Fuel IRT-4M is at the reactor in two modifications: a six-tube and eight-tube fuel cells. The fuel consists of concentric square tubes connected by the lower and the upper head. Absorbers of the control rods or other channels (such as terminal of the pneumatic tube post) can be placed into six-tube fuel cells. IRT-4M fuel layer consists of a dispersion of Al and UO2, enriched to 19.7 % of U-235. The fuel layer is coated on both sides with pure aluminium with thickness of 0.31 mm.

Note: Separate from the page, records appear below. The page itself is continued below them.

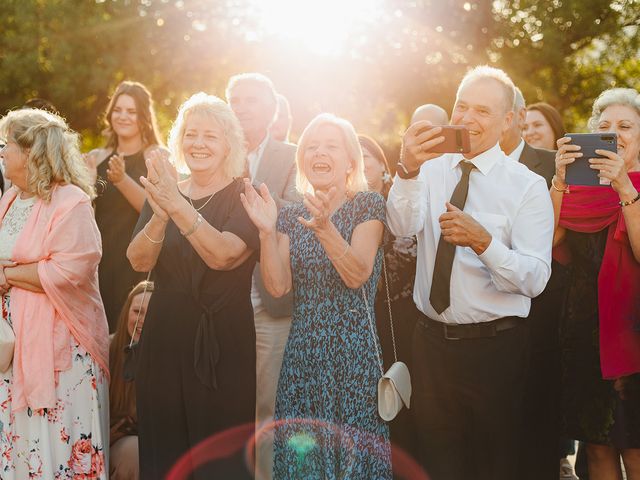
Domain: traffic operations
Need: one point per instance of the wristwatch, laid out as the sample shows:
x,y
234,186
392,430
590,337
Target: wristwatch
x,y
404,173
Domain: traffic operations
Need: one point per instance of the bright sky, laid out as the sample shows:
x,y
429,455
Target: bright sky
x,y
322,26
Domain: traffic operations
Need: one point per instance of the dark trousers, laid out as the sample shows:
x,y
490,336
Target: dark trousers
x,y
539,454
467,403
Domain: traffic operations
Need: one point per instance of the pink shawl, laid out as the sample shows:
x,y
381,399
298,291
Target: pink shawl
x,y
62,237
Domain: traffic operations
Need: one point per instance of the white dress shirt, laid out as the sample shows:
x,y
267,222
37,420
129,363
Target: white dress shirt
x,y
515,155
511,203
255,157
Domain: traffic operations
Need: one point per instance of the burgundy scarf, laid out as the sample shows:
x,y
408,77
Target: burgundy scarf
x,y
588,210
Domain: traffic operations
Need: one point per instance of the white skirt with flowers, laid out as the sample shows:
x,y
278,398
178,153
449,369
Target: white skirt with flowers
x,y
70,441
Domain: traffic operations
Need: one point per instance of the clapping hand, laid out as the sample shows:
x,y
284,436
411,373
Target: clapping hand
x,y
116,170
261,208
319,206
161,184
4,285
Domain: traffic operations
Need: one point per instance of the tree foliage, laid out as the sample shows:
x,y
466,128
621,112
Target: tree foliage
x,y
74,53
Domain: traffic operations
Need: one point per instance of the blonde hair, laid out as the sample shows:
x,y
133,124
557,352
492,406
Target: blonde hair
x,y
54,154
356,180
216,109
628,97
485,71
122,395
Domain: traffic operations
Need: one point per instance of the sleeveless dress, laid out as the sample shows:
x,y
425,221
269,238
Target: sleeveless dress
x,y
70,440
116,219
592,409
198,317
327,425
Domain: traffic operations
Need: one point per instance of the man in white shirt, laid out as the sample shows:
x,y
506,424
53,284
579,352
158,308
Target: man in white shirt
x,y
489,255
539,447
252,97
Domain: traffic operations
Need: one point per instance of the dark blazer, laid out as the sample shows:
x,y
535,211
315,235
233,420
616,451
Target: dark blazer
x,y
277,170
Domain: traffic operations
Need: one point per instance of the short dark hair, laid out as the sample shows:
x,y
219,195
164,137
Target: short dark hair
x,y
144,109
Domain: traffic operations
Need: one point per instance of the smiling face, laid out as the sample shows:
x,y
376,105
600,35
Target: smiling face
x,y
138,307
481,107
14,160
124,117
254,107
373,170
538,132
326,162
204,144
624,121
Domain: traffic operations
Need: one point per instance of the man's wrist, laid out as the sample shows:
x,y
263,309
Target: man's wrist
x,y
405,173
481,245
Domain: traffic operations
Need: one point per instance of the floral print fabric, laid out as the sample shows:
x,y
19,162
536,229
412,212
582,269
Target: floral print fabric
x,y
67,442
327,424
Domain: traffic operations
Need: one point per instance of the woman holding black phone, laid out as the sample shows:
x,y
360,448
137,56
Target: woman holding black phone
x,y
600,333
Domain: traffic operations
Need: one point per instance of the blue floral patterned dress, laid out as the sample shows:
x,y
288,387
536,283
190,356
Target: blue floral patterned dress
x,y
327,425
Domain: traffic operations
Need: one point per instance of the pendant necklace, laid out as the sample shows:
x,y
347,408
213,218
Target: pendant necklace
x,y
201,206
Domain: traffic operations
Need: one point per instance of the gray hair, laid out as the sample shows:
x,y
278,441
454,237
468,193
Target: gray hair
x,y
356,180
262,81
629,97
218,110
54,151
500,76
519,103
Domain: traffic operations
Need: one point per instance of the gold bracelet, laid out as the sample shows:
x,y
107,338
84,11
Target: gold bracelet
x,y
194,227
561,190
144,231
341,256
630,202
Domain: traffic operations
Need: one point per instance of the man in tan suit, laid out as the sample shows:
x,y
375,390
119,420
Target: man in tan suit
x,y
253,99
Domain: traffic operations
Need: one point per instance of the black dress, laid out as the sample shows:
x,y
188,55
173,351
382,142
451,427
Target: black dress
x,y
116,219
196,372
592,409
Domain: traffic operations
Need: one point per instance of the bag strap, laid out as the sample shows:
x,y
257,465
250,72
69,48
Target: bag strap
x,y
372,329
386,288
144,294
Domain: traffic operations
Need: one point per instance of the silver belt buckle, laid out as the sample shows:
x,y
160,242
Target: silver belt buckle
x,y
446,333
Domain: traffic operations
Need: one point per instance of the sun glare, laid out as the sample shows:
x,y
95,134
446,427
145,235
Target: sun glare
x,y
322,26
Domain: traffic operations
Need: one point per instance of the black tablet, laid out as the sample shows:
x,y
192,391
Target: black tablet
x,y
580,171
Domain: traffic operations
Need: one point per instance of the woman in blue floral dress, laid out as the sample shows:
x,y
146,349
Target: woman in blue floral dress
x,y
327,249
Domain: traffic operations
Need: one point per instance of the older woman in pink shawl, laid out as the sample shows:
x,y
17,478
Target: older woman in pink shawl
x,y
54,395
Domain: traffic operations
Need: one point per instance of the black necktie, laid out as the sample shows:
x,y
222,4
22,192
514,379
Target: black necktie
x,y
440,296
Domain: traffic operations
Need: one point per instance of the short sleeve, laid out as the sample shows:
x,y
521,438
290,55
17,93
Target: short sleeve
x,y
145,215
239,223
370,206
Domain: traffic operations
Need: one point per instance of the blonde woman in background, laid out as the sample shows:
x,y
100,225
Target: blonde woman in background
x,y
197,354
54,398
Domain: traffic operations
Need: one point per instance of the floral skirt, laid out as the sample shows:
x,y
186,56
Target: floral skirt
x,y
69,441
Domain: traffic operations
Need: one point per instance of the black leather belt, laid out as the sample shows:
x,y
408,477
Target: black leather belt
x,y
470,330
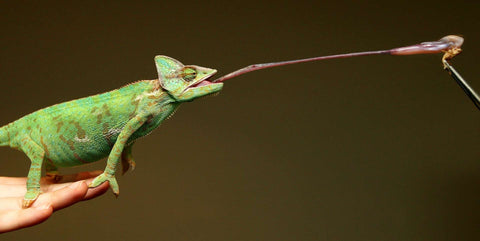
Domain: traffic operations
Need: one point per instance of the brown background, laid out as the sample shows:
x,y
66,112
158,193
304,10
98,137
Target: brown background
x,y
371,148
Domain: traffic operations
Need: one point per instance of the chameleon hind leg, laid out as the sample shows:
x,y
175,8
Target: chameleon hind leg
x,y
127,159
36,155
116,153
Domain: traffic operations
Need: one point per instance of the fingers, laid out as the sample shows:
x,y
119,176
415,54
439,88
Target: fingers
x,y
22,218
97,191
16,186
64,197
80,176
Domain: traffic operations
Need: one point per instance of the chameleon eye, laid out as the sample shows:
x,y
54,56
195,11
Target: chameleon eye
x,y
189,74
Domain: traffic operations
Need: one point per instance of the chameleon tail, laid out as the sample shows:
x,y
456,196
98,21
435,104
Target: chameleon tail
x,y
4,136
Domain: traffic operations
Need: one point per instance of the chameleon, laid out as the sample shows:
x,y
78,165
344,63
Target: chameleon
x,y
106,125
89,129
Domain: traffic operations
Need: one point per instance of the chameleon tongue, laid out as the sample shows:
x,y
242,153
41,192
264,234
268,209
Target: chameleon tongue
x,y
449,44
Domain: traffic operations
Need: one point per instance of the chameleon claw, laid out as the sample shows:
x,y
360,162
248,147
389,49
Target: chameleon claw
x,y
106,178
56,178
30,198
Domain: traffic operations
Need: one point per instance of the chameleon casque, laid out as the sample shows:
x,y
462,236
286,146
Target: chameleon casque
x,y
89,129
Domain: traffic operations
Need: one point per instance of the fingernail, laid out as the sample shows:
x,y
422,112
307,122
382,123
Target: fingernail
x,y
44,207
96,173
75,185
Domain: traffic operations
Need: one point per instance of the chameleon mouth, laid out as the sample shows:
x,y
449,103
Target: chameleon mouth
x,y
202,83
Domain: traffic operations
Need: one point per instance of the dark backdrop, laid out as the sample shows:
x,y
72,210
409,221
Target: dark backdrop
x,y
369,148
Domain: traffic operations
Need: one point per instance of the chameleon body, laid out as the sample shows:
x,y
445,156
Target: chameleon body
x,y
104,125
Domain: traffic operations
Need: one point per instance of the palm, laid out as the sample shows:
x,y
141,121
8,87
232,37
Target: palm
x,y
55,196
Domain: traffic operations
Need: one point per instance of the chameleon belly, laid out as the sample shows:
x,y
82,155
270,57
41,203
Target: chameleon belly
x,y
84,130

Producer of the IRT-4M fuel is the NZCHK company located in Novosibirsk (the Russian Federation).
Eight-tube IRT-4M fuel element
Because of the small power level of the reactor, fuel remains physically fresh, i.e. with no measurable burn-up. Specifically, the reactor burns less than 0.01 grams of U-235 for 1 year. Due to the negligible fuel burn-up there is no chance that a fuel damage may cause releasing of significant quantities of radioactive materials. Only local contamination may arise, but it can be easily handled by reactor staff. In the case of fuel element damage (during manipulations or by corrosion during the long stay in the water) there is a hermetic stainless steel case, into which the damaged element is placed and then is stored in the standard transport cask until the final disposal. Such manipulation was examined in the emergency exercises.
In autumn 2005, the reactor was converted from high-enriched fuel to low-enriched fuel. The main objective was to replace the older type of fuel IRT-3M with enrichment of 36 % U-235 by the fuel type IRT-4M with enrichment of 19.7 % U-235, so the internationally recommended treshold of low-enriched uranium was achieved. The exchange of the fuel took place within the framework of RERTR (Reduced Enrichment for Research and Test Reactors) programme. The exchange was performed in direct cooperation with the U.S. Department of Energy, the Russian manufacturer of fuel NZCHK, the International Atomic Energy Agency and Russian organization SOSNY, which took over the IRT-3M fuel.